Après avoir pris une douche, j’ai réglé son sort à un plat mexicain surgelé. Tout en dînant en tête à tête avec Letterman, j’ai pensé à Anne. Elle comprendrait. Ça me permettrait d’évacuer. Elle trouverait des mots réconfortants. Je venais d’attraper le téléphone pour l’appeler quand il a sonné dans ma main.

Anne !

— Comment va Birdie ?

— Tu m’appelles pour me parler du chat ?

— J’ai peur que le pauvre petit ne se sente un peu délaissé.

— Je suis sûre qu’il en conviendrait volontiers.

Pour l’heure, le pauvre petit ne lâchait pas de l’œil les traînées de crème sure sur mes restes de burritos.

J’ai reposé mon assiette sur la table basse, j’ai pris un peu de crème sur mon doigt. Le chat l’a léché jusqu’à ce qu’il n’en reste plus et a recommencé à reluquer mon assiette.

— Et toi ?

Je n’ai pas compris la question.

— Moi quoi ?

— Tu ne te sens pas délaissée ?

Qu’Anne ait l’instinct d’un NAVSAT, d’accord ! Mais comment pouvait-elle deviner que je m’inquiétais à propos de Ryan ?

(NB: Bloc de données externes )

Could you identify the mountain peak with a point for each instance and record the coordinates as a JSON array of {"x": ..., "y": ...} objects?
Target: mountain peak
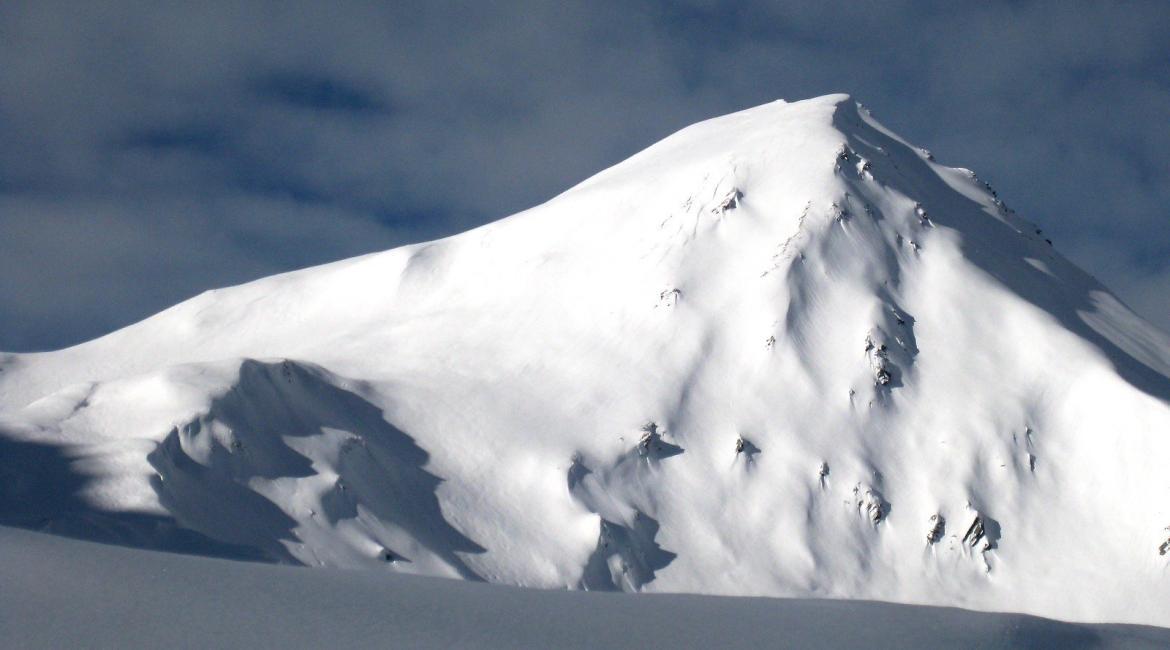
[{"x": 779, "y": 352}]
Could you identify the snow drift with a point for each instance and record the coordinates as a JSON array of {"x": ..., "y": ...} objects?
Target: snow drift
[{"x": 782, "y": 352}]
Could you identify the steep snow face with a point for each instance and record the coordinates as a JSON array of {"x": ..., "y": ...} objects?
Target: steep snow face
[{"x": 780, "y": 352}]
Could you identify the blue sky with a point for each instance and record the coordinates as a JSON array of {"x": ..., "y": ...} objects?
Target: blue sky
[{"x": 151, "y": 152}]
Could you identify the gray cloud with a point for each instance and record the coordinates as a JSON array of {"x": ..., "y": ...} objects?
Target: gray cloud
[{"x": 165, "y": 150}]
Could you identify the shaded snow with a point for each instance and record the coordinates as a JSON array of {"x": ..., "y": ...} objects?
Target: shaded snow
[
  {"x": 69, "y": 594},
  {"x": 899, "y": 347}
]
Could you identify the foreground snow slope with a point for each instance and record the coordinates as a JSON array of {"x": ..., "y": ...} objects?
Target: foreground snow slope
[
  {"x": 780, "y": 352},
  {"x": 71, "y": 594}
]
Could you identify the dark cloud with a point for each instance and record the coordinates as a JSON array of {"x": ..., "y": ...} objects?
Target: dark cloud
[{"x": 148, "y": 152}]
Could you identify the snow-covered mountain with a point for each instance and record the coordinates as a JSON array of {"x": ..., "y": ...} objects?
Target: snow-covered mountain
[{"x": 782, "y": 352}]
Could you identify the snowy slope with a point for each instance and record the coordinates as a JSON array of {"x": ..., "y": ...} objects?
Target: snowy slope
[
  {"x": 71, "y": 594},
  {"x": 780, "y": 352}
]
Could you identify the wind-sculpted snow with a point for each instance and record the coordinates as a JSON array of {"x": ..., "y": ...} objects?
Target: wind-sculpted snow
[
  {"x": 282, "y": 464},
  {"x": 782, "y": 352}
]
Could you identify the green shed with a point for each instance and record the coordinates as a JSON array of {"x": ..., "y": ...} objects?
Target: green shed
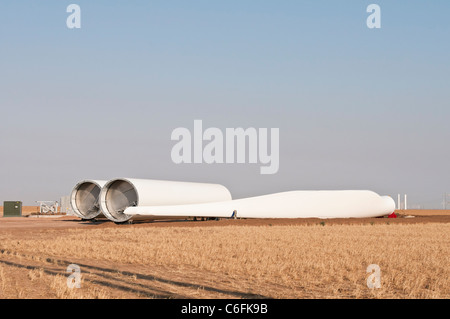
[{"x": 12, "y": 209}]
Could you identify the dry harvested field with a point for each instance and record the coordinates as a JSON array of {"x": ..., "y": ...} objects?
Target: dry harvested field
[{"x": 301, "y": 258}]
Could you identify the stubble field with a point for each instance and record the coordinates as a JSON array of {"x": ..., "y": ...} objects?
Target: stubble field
[{"x": 226, "y": 259}]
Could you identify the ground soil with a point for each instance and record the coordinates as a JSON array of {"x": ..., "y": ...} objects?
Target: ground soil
[{"x": 137, "y": 281}]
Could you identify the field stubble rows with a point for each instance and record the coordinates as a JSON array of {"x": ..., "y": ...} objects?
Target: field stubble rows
[{"x": 299, "y": 261}]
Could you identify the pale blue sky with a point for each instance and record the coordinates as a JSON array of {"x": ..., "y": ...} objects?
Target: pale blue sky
[{"x": 357, "y": 108}]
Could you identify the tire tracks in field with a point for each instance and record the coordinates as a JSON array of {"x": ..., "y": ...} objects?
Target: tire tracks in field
[{"x": 153, "y": 286}]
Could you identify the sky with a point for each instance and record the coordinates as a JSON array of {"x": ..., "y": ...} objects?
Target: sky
[{"x": 356, "y": 108}]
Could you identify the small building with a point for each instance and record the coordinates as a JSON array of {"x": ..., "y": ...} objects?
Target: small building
[{"x": 12, "y": 209}]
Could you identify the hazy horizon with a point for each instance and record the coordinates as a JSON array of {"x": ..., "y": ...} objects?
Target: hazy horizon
[{"x": 356, "y": 108}]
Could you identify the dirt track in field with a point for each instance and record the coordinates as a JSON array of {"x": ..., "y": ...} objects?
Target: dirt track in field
[{"x": 26, "y": 273}]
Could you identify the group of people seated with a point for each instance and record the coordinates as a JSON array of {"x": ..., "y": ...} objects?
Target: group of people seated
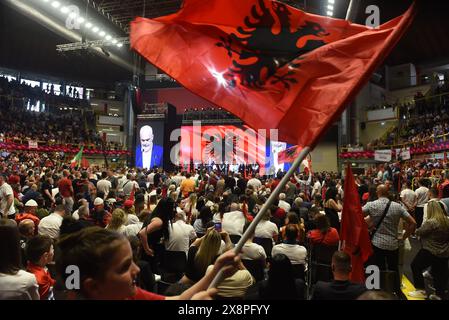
[
  {"x": 138, "y": 234},
  {"x": 52, "y": 127}
]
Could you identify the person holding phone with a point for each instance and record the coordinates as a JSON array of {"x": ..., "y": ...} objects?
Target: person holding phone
[{"x": 203, "y": 253}]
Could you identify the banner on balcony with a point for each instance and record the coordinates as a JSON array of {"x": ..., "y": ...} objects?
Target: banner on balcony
[
  {"x": 382, "y": 155},
  {"x": 32, "y": 144},
  {"x": 403, "y": 154}
]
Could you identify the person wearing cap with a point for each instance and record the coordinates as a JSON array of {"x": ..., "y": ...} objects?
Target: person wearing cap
[
  {"x": 66, "y": 190},
  {"x": 29, "y": 213},
  {"x": 51, "y": 224},
  {"x": 129, "y": 209},
  {"x": 7, "y": 209},
  {"x": 99, "y": 214},
  {"x": 31, "y": 193}
]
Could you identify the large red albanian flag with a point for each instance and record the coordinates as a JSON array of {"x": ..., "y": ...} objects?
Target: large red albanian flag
[{"x": 271, "y": 65}]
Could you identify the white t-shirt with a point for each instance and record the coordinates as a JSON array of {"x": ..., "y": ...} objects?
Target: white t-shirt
[
  {"x": 104, "y": 186},
  {"x": 20, "y": 286},
  {"x": 133, "y": 229},
  {"x": 128, "y": 187},
  {"x": 236, "y": 285},
  {"x": 253, "y": 251},
  {"x": 150, "y": 178},
  {"x": 5, "y": 191},
  {"x": 233, "y": 222},
  {"x": 255, "y": 183},
  {"x": 316, "y": 188},
  {"x": 132, "y": 219},
  {"x": 422, "y": 195},
  {"x": 181, "y": 234},
  {"x": 408, "y": 197},
  {"x": 284, "y": 205},
  {"x": 50, "y": 225},
  {"x": 296, "y": 253},
  {"x": 266, "y": 229}
]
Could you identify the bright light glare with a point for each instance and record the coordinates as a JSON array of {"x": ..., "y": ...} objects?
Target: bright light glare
[{"x": 219, "y": 76}]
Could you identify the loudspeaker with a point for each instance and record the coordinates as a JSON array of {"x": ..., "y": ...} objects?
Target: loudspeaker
[{"x": 120, "y": 89}]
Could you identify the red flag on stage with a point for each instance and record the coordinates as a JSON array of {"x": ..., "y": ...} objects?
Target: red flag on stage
[
  {"x": 273, "y": 66},
  {"x": 289, "y": 155},
  {"x": 354, "y": 230}
]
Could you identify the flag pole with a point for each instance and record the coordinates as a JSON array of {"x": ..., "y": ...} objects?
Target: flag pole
[{"x": 274, "y": 195}]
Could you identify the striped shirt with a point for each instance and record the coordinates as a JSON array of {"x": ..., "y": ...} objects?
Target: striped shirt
[{"x": 386, "y": 237}]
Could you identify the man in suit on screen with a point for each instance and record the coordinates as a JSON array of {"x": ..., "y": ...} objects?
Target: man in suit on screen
[{"x": 148, "y": 155}]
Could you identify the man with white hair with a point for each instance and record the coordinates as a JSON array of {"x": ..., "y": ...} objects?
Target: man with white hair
[
  {"x": 7, "y": 209},
  {"x": 284, "y": 204},
  {"x": 148, "y": 154}
]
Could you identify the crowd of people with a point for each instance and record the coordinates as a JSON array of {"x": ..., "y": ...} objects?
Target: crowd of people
[
  {"x": 179, "y": 228},
  {"x": 18, "y": 124}
]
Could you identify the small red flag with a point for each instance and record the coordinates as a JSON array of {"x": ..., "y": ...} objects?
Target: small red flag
[
  {"x": 289, "y": 155},
  {"x": 272, "y": 65},
  {"x": 131, "y": 194},
  {"x": 354, "y": 230}
]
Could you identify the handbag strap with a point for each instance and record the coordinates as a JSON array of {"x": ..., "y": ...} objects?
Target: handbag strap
[{"x": 381, "y": 219}]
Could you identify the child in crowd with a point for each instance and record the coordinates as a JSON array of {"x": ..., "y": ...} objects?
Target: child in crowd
[{"x": 39, "y": 252}]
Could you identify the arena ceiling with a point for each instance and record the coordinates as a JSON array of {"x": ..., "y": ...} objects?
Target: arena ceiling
[{"x": 26, "y": 45}]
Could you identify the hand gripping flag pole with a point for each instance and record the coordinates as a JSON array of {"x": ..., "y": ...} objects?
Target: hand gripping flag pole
[{"x": 274, "y": 195}]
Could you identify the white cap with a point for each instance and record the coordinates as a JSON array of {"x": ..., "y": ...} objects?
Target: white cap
[
  {"x": 31, "y": 203},
  {"x": 98, "y": 201}
]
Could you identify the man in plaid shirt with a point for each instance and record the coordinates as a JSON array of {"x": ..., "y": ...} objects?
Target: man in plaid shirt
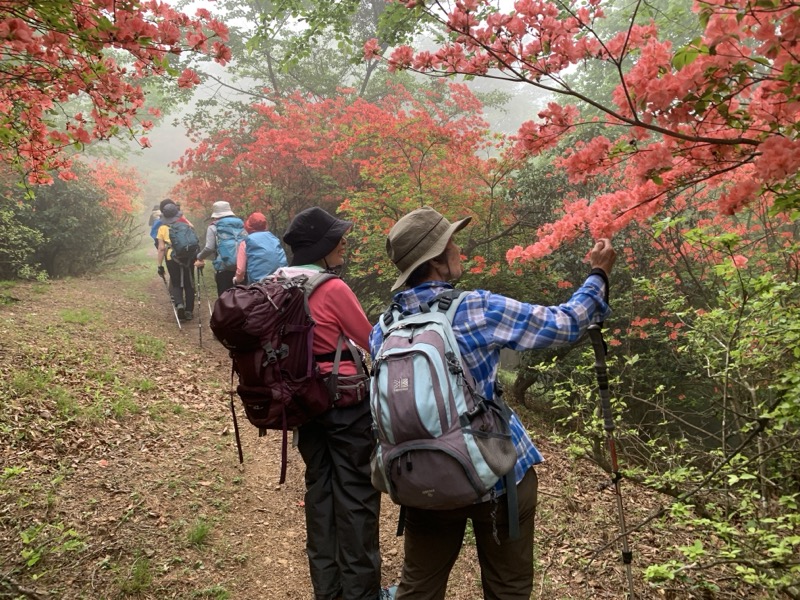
[{"x": 420, "y": 245}]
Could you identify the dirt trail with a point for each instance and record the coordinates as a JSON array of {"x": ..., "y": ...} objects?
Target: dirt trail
[{"x": 133, "y": 451}]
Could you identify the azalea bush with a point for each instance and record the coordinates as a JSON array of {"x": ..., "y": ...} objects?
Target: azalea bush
[
  {"x": 73, "y": 73},
  {"x": 70, "y": 227}
]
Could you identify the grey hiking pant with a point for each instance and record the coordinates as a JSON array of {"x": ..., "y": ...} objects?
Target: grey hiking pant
[
  {"x": 342, "y": 507},
  {"x": 181, "y": 283}
]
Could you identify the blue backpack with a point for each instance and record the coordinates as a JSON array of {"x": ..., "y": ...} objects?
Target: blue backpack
[
  {"x": 230, "y": 231},
  {"x": 265, "y": 255},
  {"x": 154, "y": 231},
  {"x": 184, "y": 243}
]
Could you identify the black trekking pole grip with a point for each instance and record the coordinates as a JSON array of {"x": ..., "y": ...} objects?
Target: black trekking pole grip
[{"x": 601, "y": 370}]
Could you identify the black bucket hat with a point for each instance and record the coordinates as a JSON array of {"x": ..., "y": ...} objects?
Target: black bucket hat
[{"x": 313, "y": 234}]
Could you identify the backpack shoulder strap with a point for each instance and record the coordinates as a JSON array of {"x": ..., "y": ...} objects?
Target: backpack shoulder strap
[
  {"x": 448, "y": 302},
  {"x": 316, "y": 280},
  {"x": 389, "y": 316}
]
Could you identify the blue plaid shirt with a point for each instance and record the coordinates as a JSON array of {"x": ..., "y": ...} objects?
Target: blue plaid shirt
[{"x": 486, "y": 322}]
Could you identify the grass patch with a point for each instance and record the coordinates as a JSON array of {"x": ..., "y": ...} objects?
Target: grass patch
[
  {"x": 143, "y": 385},
  {"x": 138, "y": 580},
  {"x": 216, "y": 592},
  {"x": 67, "y": 406},
  {"x": 147, "y": 345},
  {"x": 34, "y": 380},
  {"x": 124, "y": 405},
  {"x": 199, "y": 533},
  {"x": 79, "y": 316},
  {"x": 159, "y": 411}
]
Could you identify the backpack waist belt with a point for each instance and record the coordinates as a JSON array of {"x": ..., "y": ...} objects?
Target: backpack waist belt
[{"x": 331, "y": 356}]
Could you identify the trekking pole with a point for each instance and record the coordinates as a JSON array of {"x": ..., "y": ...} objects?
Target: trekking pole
[
  {"x": 599, "y": 346},
  {"x": 197, "y": 302},
  {"x": 171, "y": 301},
  {"x": 208, "y": 298}
]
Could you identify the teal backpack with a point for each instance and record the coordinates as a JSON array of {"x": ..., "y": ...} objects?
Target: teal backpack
[
  {"x": 184, "y": 243},
  {"x": 230, "y": 231}
]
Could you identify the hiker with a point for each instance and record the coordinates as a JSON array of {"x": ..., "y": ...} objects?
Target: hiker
[
  {"x": 341, "y": 506},
  {"x": 157, "y": 222},
  {"x": 260, "y": 254},
  {"x": 180, "y": 273},
  {"x": 155, "y": 215},
  {"x": 420, "y": 245},
  {"x": 222, "y": 240}
]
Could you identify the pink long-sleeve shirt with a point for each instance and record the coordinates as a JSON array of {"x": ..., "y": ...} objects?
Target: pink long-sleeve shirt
[{"x": 336, "y": 310}]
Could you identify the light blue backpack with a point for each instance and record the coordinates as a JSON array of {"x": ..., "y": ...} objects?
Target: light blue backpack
[
  {"x": 230, "y": 231},
  {"x": 440, "y": 444}
]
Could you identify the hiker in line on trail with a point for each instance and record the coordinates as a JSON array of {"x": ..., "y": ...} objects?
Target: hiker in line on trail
[
  {"x": 341, "y": 506},
  {"x": 421, "y": 247},
  {"x": 155, "y": 215},
  {"x": 154, "y": 226},
  {"x": 260, "y": 254},
  {"x": 180, "y": 271},
  {"x": 222, "y": 240}
]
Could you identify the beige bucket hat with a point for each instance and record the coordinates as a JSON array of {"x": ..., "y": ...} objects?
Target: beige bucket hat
[
  {"x": 419, "y": 236},
  {"x": 221, "y": 209}
]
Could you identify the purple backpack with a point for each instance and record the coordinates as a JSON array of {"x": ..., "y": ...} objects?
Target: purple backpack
[
  {"x": 268, "y": 329},
  {"x": 441, "y": 445}
]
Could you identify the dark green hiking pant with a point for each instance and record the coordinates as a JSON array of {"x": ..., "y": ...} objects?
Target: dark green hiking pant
[
  {"x": 433, "y": 540},
  {"x": 342, "y": 507}
]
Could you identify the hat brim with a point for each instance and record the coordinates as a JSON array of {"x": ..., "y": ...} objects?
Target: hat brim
[
  {"x": 433, "y": 252},
  {"x": 227, "y": 213},
  {"x": 321, "y": 248}
]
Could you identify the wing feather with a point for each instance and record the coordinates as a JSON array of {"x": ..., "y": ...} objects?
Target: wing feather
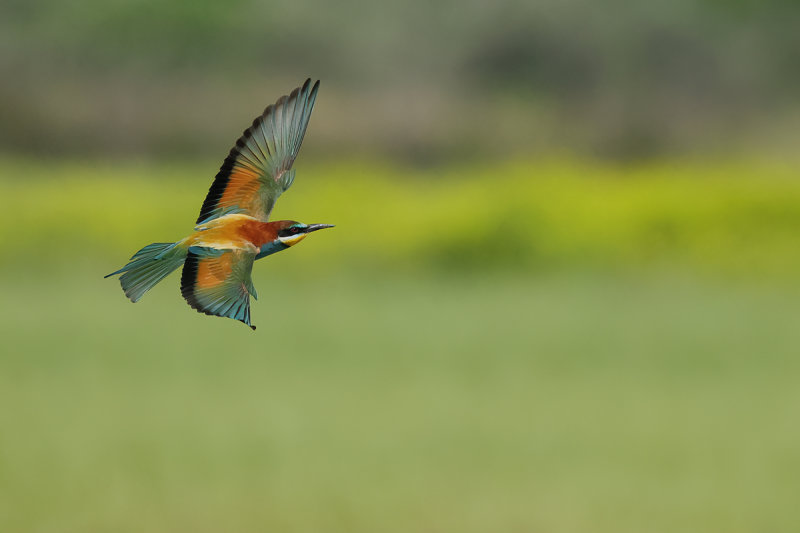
[{"x": 218, "y": 282}]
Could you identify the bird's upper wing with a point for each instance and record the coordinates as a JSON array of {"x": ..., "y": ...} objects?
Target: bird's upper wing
[
  {"x": 217, "y": 282},
  {"x": 259, "y": 168}
]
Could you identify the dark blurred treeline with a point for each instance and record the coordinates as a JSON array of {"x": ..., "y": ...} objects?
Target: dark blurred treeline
[{"x": 415, "y": 80}]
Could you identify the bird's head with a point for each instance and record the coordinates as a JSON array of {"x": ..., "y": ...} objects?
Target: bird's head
[{"x": 291, "y": 232}]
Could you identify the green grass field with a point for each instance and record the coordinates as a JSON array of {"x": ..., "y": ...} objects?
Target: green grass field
[{"x": 446, "y": 394}]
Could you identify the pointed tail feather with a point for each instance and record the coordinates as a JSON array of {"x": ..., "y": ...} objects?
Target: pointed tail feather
[{"x": 148, "y": 266}]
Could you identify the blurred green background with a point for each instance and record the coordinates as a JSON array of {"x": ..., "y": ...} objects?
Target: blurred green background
[{"x": 561, "y": 296}]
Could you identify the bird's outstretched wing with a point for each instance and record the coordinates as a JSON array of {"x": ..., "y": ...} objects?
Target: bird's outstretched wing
[
  {"x": 217, "y": 282},
  {"x": 259, "y": 167}
]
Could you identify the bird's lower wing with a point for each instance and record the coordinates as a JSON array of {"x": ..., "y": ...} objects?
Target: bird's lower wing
[
  {"x": 259, "y": 167},
  {"x": 218, "y": 283}
]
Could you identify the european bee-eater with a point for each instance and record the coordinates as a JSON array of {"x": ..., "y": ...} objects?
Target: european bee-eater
[{"x": 233, "y": 230}]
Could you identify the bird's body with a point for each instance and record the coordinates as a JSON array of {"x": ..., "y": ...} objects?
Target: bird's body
[{"x": 233, "y": 229}]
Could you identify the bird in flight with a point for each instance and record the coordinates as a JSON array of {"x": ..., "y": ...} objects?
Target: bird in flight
[{"x": 233, "y": 230}]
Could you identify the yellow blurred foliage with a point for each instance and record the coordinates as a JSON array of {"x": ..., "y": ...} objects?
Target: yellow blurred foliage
[{"x": 721, "y": 218}]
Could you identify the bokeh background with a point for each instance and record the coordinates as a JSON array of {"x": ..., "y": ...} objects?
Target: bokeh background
[{"x": 561, "y": 296}]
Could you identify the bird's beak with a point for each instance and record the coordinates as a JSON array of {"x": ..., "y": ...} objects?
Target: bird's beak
[{"x": 315, "y": 227}]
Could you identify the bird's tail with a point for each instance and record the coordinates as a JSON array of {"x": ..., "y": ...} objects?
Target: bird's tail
[{"x": 148, "y": 266}]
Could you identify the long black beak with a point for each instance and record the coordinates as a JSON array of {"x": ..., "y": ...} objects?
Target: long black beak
[{"x": 315, "y": 227}]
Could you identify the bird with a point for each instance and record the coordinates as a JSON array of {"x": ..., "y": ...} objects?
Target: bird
[{"x": 233, "y": 229}]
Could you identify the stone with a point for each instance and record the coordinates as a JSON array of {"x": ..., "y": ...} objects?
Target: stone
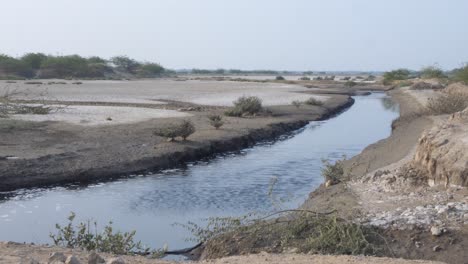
[
  {"x": 94, "y": 258},
  {"x": 436, "y": 248},
  {"x": 117, "y": 260},
  {"x": 436, "y": 231},
  {"x": 72, "y": 260},
  {"x": 57, "y": 257}
]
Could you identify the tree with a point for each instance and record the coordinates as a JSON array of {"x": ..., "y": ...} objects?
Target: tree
[{"x": 125, "y": 63}]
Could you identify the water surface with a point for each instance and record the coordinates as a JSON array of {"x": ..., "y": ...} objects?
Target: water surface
[{"x": 230, "y": 184}]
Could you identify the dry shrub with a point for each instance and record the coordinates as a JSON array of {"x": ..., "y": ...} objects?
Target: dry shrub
[
  {"x": 245, "y": 106},
  {"x": 216, "y": 121},
  {"x": 447, "y": 103},
  {"x": 425, "y": 86},
  {"x": 313, "y": 101},
  {"x": 183, "y": 130}
]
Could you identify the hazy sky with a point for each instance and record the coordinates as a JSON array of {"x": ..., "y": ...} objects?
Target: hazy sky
[{"x": 246, "y": 34}]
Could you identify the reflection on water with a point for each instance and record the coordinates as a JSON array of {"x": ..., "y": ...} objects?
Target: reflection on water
[{"x": 229, "y": 184}]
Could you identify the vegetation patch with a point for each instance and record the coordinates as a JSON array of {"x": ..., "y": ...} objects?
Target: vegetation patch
[
  {"x": 313, "y": 101},
  {"x": 87, "y": 236},
  {"x": 432, "y": 72},
  {"x": 183, "y": 129},
  {"x": 333, "y": 172},
  {"x": 296, "y": 103},
  {"x": 395, "y": 75},
  {"x": 216, "y": 121},
  {"x": 302, "y": 230},
  {"x": 447, "y": 103},
  {"x": 246, "y": 106},
  {"x": 461, "y": 74}
]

— J’étais justement sur le point de t’appeler.

— Moi pas, a-t-elle poursuivi sans avoir écouté ma réponse.

— De quoi tu parles ?

— De Tom-Ted.

Comprendre : Tom Turnip, son mari avocat. Jadis, alors qu’il travaillait depuis deux ans comme associé dans un cabinet juridique, l’un des partenaires l’avait appelé Ted pendant tout un mois. Depuis, on lui donne les deux noms, Tom-Ted.

— Quoi, T.T. ?

— Devine.

— Ça va, ne me fais pas languir.

Je ne cherchais pas à être désagréable, j’étais tout simplement trop crevée pour les devinettes.

— Très bien. Je débarque chez toi demain.